“The uniqueness of America would prove to be its ability to erase uniqueness.” Daniel Boorstin, The Americans: The Democratic Experience.
When I started writing this post a few days ago I was going to feed off of this quote. My plan was to essentially speak to how it might apply to the homogenization of the wine industry that is reducing the availability of the individual wine. About the traveling winemakers who add to it. About mega-vineyards and mega producers adding to it. Of the selling out to big business and then the consolidation of brands adding to it. Maybe I would’ve hinted at singular palates—yes, the RP effect—and their influence adding to it. Would’ve shared some trade secrets about how, unbeknownst to consumers, different labels are used for the very same wine and how all of this factual information points to wine commonality now more than ever before.

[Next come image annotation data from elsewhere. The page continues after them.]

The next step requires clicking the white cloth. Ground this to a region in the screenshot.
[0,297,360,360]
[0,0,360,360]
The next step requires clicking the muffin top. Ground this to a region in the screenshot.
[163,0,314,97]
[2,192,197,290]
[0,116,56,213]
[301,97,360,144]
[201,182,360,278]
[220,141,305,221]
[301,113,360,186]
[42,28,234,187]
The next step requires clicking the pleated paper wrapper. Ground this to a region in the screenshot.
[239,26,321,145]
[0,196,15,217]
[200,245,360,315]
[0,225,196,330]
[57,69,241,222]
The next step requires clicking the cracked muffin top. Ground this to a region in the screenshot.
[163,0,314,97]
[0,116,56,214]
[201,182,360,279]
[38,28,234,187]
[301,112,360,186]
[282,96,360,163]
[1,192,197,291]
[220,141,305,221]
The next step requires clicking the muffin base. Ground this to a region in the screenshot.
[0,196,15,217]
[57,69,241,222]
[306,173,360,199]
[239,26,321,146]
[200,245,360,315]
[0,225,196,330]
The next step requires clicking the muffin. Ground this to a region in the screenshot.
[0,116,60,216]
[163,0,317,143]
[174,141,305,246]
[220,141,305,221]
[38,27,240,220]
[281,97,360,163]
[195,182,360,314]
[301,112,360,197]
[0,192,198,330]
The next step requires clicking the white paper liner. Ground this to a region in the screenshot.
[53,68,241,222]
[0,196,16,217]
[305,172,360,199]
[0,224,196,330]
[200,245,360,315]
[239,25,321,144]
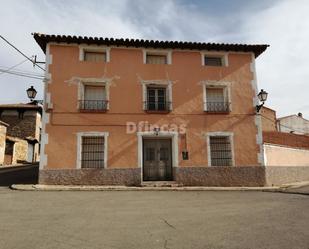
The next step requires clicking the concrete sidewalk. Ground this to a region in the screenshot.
[11,181,309,194]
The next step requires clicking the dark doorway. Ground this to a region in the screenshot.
[143,138,173,181]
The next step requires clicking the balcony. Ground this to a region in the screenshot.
[79,100,108,112]
[144,101,172,113]
[204,102,231,113]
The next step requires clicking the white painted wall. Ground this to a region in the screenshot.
[277,115,309,135]
[264,144,309,167]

Then I would’ve finished it off with a resounding, “America needs more of its own wine that’s uncopyable and individual!” or something like that, to continue the idea at another time.
But then I read The Pour’s latest post, False Demons, where Eric (Eric, we’ve never met, but may I call you Eric?) critiques a new wine book, Liquid Memory: Why Wine Matters as well as its author, Mondovino’s Jonathan Nossiter, and in effect dismisses a big claim Nossiter hangs his hat on about wine, claiming instead that unique wine is out there, more readily available than ever before.